The p210FG-CG and p190FG-CG standards were stable and homogeneous, and were significantly linear with r > 0.98. A field trial including 52 laboratories across China showed that the coefficient of variation (CV%) of BCR-ABL1 values among samples was in the range of 58.6%-129.6% for p210 samples and 73.2%-194.0% for p190 samples when using local standards. By contrast, when using the p210FG-CG and p190FG-CG standards, the CV% of BCR-ABL1 values was decreased to 35.6%-124.9% and 36.6%-170.6% for p210 and p190 samples, respectively. In addition, 33.3% (3/9) of the p210 and p190 samples had CV% values <50.0%, whereas 44.4% (4/9) and 77.8% (7/9) of the samples had lower CV% values when using the p210FG-CG and p190FG-CG standards.

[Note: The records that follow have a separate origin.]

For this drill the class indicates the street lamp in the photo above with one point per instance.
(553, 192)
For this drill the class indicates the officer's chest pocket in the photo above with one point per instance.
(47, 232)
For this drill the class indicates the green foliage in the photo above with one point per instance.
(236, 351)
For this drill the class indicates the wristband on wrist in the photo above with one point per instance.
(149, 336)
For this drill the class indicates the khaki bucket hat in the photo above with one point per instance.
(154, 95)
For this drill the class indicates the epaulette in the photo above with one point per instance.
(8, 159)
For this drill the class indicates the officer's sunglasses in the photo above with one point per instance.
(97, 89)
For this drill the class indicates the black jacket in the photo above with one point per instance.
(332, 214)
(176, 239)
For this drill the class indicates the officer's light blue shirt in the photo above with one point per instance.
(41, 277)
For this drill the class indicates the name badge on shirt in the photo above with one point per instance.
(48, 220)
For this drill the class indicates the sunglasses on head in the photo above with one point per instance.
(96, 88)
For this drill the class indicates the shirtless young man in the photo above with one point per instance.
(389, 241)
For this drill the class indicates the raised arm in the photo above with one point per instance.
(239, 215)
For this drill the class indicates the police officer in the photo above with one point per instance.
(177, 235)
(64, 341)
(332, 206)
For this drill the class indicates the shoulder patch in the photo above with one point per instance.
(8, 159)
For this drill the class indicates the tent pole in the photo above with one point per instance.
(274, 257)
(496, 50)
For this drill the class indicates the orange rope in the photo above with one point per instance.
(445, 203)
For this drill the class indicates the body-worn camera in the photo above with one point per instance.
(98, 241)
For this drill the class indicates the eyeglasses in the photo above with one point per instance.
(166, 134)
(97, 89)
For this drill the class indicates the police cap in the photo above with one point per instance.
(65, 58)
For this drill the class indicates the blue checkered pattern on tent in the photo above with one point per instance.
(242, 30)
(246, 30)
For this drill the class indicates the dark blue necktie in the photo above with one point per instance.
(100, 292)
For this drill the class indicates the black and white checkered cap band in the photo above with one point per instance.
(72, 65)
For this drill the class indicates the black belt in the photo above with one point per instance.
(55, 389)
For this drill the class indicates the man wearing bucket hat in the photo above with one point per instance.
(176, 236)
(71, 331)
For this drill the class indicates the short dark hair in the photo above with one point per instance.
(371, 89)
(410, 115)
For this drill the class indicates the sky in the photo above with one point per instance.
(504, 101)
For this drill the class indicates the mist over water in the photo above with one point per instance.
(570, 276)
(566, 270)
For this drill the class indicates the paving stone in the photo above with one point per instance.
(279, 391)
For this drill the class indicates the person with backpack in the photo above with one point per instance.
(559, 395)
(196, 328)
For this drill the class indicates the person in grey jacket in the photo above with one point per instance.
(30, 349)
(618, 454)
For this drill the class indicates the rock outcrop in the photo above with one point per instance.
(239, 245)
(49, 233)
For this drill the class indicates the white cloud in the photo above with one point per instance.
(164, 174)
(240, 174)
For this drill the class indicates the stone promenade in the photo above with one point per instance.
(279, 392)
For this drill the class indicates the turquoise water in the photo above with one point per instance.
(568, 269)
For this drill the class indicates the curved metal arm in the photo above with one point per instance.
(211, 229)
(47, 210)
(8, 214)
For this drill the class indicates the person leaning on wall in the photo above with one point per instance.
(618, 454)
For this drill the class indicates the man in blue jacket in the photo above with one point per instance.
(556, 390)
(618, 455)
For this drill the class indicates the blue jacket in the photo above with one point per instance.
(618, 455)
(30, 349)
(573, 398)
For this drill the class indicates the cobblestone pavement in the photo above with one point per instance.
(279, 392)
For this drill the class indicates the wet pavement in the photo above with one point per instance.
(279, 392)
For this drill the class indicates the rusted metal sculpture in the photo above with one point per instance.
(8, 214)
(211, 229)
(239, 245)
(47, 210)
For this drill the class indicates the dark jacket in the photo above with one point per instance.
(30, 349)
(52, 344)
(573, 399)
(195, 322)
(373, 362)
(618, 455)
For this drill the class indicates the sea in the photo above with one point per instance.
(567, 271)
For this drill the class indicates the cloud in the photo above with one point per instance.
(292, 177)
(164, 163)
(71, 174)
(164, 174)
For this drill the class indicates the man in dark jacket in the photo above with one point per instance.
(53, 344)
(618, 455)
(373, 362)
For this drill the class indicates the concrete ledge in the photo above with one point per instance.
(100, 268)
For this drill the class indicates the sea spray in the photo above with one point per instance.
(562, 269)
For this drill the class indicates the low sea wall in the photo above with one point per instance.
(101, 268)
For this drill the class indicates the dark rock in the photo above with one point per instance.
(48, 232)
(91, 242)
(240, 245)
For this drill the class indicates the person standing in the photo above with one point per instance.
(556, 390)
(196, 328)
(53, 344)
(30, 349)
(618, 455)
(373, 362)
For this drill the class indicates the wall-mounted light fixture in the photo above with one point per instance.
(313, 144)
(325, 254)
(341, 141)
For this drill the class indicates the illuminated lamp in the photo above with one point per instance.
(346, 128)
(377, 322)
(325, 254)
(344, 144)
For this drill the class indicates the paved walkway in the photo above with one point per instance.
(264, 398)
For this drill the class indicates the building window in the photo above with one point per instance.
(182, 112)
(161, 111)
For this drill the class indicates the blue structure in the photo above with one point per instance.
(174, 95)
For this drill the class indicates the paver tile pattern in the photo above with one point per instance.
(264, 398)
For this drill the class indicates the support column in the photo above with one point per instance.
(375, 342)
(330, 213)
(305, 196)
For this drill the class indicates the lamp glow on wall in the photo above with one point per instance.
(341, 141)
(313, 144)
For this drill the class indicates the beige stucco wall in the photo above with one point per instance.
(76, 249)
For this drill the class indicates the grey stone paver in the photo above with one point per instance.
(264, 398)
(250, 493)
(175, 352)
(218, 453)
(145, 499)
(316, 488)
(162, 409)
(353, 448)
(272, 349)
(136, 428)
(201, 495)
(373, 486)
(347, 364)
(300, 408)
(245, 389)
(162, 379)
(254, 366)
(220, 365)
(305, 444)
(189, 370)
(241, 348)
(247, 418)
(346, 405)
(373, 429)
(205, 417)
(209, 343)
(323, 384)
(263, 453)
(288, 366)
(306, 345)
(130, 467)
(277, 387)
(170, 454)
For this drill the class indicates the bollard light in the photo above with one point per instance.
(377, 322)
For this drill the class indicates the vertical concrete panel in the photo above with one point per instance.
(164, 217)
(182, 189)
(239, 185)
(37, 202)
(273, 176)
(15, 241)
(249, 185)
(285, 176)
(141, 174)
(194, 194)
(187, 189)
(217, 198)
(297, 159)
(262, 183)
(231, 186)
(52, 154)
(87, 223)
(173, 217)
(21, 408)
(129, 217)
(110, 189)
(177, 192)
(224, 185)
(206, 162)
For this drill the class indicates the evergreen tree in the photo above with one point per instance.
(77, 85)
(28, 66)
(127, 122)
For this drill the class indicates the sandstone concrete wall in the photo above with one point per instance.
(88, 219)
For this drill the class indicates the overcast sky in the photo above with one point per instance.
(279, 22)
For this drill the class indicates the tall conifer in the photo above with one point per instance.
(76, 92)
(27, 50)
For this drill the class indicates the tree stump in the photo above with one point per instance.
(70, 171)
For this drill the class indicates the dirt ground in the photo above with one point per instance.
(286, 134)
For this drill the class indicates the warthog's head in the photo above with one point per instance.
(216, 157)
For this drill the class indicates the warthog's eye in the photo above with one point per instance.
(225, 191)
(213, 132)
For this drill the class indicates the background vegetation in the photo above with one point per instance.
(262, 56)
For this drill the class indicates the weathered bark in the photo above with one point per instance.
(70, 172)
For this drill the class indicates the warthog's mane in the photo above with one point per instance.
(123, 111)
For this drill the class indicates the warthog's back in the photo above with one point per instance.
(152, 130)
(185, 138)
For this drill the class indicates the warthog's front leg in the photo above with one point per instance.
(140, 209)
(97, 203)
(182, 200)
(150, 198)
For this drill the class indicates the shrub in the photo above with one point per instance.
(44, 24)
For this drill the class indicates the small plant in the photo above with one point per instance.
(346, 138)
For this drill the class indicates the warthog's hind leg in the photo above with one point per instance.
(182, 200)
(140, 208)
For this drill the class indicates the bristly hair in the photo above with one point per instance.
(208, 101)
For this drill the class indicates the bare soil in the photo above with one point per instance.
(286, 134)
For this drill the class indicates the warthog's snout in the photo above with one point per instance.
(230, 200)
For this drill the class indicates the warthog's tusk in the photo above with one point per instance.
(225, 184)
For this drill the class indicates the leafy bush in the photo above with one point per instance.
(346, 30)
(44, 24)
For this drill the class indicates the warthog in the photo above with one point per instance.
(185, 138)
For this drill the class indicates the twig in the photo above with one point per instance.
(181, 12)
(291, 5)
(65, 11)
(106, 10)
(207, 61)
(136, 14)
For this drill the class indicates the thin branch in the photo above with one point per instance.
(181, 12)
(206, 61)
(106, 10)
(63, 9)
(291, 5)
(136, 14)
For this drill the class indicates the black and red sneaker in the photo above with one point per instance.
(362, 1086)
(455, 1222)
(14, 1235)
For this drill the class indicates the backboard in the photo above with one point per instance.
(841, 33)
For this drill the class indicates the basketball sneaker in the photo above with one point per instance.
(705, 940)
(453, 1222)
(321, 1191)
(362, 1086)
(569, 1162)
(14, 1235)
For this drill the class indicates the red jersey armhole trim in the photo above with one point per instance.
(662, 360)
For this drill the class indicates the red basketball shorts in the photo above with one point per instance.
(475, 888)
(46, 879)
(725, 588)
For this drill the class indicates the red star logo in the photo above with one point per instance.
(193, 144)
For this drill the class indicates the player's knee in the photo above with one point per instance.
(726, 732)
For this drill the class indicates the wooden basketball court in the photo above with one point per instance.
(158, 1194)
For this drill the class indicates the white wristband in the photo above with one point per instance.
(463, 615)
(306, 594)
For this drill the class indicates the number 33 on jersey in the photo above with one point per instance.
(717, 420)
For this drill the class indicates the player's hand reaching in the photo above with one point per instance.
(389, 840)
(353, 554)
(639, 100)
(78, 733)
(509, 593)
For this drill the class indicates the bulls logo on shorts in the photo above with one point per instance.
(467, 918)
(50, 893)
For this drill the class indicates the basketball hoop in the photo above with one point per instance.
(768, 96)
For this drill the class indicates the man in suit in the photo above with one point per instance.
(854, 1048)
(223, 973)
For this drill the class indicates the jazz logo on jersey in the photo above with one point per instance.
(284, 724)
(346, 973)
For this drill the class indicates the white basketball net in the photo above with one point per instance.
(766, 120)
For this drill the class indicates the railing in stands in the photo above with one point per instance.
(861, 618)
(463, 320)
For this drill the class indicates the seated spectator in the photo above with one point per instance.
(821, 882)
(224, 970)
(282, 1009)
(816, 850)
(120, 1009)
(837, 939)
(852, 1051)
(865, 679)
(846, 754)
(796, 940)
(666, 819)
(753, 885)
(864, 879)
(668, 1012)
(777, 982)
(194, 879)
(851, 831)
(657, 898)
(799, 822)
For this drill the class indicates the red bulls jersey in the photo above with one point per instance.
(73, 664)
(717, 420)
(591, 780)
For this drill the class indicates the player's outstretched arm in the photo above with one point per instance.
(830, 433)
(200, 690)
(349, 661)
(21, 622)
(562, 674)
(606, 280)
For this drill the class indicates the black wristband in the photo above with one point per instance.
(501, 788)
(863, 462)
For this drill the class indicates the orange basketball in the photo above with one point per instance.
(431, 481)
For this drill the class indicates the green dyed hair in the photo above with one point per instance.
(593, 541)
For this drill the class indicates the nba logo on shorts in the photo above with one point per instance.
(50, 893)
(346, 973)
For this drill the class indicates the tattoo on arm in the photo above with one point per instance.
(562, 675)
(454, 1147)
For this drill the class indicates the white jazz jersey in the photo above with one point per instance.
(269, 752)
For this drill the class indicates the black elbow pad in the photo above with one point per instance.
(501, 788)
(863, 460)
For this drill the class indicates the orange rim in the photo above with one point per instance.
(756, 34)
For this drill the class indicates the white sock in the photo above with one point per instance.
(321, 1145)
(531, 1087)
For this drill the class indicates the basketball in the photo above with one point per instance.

The overall variability of detection of BCR-ABL1 transcripts decreased significantly when using the p210FG-CG or p190FG-CG standards, especially the p190FG-CG standard.
标准在BCR-ABL1融合基因(FG)转录本的检测中发挥着重要作用。然而,实验室广泛使用的标准主要基于质粒或cDNA,无法准确反映RNA提取和cDNA合成过程。因此,我们旨在开发基于铠甲RNA的标准品,用于定量检测p210和p190 BCR-ABL1 FG转录本。
我们首先利用重叠聚合酶链反应(PCR)技术,将一段p210或p190 BCR-ABL1 FG转录本与四个对照基因(ABL1、BCR、GUSB和B2M)连接,形成p210FG-CG和p190FG-CG。随后,利用铠甲RNA技术,我们制备了p210FG-CG-和p190FG-CG-铠甲RNA以及p210FG-CG和p190FG-CG标准品,其值通过数字PCR(dPCR)确定。
p210FG-CG和p190FG-CG标准品稳定且均一,r>0.98时具有显著线性关系。一项涵盖中国52个实验室的现场试验表明,使用当地标准时,p210样本中BCR-ABL1值的变异系数(CV%)在58.6%-129.6%之间,p190样本在73.2%-194.0%之间。相比之下,使用p210FG-CG和p190FG-CG标准品时,p210和p190样本中BCR-ABL1值的CV%分别降至35.6%-124.9%和36.6%-170.6%。此外,33.3%(3/9)的p210和p190样本CV%值<50.0%,而使用p210FG-CG和p190FG-CG标准品时,分别有44.4%(4/9)和77.8%(7/9)的样本CV%值更低。
使用p210FG-CG或p190FG-CG标准品时,BCR-ABL1转录本检测的总体变异性显著降低,尤其是p190FG-CG标准品。